In order to make a sufficiently wide opening, it sufficed to dislodge one course of stone below the window. When the mother heard the picks and crowbars mining her fortress, she uttered a terrible cry; then she began to stride about her cell with frightful swiftness, a wild beasts' habit which her cage had imparted to her. She no longer said anything, but her eyes flamed. The soldiers were chilled to the very soul.

All at once she seized her paving stone, laughed, and hurled it with both fists upon the workmen. The stone, badly flung (for her hands trembled), touched no one, and fell short under the feet of Tristan's horse. She gnashed her teeth.

In the meantime, although the sun had not yet risen, it was broad daylight; a beautiful rose color enlivened the ancient, decayed chimneys of the Pillar-House. It was the hour when the earliest windows of the great city open joyously on the roofs. Some workmen, a few fruit-sellers on their way to the markets on their asses, began to traverse the Grève; they halted for a moment before this group of soldiers clustered round the Rat-Hole, stared at it with an air of astonishment and passed on.

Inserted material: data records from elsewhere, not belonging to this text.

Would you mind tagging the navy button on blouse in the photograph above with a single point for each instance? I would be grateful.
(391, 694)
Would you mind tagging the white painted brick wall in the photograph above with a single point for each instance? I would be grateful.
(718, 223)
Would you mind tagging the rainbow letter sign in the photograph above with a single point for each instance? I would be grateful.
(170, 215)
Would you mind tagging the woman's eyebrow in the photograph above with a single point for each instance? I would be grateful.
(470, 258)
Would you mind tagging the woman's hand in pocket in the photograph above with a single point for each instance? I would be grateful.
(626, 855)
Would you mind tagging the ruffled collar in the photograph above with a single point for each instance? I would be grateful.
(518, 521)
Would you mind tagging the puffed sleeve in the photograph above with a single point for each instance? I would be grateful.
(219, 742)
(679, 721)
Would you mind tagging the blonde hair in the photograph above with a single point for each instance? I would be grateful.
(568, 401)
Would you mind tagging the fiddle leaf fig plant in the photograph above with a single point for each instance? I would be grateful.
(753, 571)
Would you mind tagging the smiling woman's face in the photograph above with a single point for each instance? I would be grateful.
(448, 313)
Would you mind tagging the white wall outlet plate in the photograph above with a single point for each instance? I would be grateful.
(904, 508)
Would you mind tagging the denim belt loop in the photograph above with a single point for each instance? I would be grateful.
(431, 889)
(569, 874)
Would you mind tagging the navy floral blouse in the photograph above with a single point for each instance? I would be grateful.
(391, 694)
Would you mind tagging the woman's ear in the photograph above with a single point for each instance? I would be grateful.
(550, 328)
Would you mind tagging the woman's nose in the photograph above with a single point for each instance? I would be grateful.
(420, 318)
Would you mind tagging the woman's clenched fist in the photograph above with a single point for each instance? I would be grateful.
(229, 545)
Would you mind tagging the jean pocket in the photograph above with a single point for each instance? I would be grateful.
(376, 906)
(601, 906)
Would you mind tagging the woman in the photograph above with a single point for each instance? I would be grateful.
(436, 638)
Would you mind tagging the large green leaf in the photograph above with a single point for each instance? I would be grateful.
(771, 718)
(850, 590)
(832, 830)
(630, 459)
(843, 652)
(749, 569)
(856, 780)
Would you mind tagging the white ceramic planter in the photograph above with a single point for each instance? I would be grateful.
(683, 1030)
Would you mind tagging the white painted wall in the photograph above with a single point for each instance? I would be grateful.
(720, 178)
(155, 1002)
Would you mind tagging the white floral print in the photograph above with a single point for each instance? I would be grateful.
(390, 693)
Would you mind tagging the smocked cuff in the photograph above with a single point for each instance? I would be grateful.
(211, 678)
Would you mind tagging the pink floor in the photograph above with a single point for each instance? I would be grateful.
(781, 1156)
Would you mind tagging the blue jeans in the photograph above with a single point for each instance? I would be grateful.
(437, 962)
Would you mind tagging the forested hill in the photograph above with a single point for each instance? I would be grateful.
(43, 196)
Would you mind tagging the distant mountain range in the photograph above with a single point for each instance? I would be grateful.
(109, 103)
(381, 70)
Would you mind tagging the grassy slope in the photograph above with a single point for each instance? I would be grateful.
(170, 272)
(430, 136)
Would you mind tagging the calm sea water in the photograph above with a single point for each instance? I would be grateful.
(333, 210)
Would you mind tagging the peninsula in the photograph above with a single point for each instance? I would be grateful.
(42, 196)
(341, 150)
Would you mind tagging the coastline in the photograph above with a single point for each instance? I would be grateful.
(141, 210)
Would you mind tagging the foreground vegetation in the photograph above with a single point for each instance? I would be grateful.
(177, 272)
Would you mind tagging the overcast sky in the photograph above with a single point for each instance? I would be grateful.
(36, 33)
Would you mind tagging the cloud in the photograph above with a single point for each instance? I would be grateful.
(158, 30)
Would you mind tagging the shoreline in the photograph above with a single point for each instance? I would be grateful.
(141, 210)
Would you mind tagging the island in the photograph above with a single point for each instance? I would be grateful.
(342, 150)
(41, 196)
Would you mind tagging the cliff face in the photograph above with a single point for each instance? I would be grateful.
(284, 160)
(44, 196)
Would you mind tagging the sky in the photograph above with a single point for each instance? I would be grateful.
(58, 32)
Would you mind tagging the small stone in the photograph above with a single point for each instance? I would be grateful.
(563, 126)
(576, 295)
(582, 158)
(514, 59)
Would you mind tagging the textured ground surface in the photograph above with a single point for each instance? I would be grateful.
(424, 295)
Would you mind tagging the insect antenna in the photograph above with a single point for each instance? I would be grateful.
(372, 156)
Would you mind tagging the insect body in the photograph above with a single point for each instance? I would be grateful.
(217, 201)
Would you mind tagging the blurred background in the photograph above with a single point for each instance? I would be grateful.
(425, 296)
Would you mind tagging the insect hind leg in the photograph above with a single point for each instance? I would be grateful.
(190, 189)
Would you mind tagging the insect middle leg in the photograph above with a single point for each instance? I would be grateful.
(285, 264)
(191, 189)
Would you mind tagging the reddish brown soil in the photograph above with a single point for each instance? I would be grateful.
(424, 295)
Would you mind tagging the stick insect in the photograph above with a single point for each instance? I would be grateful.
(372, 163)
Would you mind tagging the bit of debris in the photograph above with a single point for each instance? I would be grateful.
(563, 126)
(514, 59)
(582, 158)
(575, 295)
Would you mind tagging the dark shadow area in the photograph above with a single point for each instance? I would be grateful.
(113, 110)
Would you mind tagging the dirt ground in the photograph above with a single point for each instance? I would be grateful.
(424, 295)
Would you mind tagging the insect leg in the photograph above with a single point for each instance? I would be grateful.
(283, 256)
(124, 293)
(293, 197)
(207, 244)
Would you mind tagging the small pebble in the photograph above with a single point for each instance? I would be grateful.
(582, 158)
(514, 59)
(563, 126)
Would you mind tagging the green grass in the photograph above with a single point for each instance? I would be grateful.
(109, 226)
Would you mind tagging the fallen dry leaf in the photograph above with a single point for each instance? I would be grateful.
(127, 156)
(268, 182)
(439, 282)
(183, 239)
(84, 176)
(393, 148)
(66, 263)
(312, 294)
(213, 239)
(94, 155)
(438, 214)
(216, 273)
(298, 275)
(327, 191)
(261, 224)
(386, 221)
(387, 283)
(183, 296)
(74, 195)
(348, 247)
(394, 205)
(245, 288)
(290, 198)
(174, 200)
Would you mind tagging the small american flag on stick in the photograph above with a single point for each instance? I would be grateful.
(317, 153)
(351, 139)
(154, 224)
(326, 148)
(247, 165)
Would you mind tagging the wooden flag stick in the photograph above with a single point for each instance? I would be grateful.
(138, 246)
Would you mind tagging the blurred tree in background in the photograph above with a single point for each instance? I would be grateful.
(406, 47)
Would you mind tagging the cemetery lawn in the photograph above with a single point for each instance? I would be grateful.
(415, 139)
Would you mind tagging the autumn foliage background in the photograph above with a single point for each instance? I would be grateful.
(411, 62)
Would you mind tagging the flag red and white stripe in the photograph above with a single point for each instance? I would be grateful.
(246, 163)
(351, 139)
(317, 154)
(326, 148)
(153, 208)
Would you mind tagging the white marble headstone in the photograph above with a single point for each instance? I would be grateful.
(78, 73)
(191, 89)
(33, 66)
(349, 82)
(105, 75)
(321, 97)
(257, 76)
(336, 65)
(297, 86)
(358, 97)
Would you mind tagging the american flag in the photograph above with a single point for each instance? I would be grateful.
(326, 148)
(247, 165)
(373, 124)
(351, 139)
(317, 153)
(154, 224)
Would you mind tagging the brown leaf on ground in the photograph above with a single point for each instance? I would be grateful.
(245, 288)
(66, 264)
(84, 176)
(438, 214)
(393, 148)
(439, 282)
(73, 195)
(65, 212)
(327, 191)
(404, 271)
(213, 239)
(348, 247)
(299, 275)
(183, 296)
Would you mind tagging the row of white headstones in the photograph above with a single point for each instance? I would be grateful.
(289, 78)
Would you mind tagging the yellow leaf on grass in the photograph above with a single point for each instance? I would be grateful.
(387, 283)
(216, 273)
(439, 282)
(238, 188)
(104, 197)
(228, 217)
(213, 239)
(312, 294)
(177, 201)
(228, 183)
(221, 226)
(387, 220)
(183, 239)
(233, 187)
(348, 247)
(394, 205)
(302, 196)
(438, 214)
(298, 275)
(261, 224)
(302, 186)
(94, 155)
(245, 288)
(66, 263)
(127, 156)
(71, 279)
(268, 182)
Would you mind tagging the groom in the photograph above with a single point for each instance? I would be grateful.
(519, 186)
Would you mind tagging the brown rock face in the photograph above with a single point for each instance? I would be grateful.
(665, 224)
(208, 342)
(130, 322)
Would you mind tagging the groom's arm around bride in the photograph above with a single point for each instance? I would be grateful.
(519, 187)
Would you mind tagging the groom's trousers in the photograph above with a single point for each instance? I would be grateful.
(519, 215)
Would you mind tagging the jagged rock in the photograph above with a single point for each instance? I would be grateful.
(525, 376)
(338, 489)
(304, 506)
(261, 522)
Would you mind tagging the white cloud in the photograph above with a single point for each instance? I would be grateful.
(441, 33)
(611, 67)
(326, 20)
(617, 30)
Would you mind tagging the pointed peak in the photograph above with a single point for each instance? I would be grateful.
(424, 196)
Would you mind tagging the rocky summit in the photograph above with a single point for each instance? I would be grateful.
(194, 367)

The recluse had gone and seated herself by her daughter, covering her with her body, in front of her, with staring eyes, listening to the poor child, who did not stir, but who kept murmuring in a low voice, these words only, "Phœbus! Phœbus!" In proportion as the work of the demolishers seemed to advance, the mother mechanically retreated, and pressed the young girl closer and closer to the wall. All at once, the recluse beheld the stone (for she was standing guard and never took her eyes from it), move, and she heard Tristan's voice encouraging the workers. Then she aroused from the depression into which she had fallen during the last few moments, cried out, and as she spoke, her voice now rent the ear like a saw, then stammered as though all kind of maledictions were pressing to her lips to burst forth at once.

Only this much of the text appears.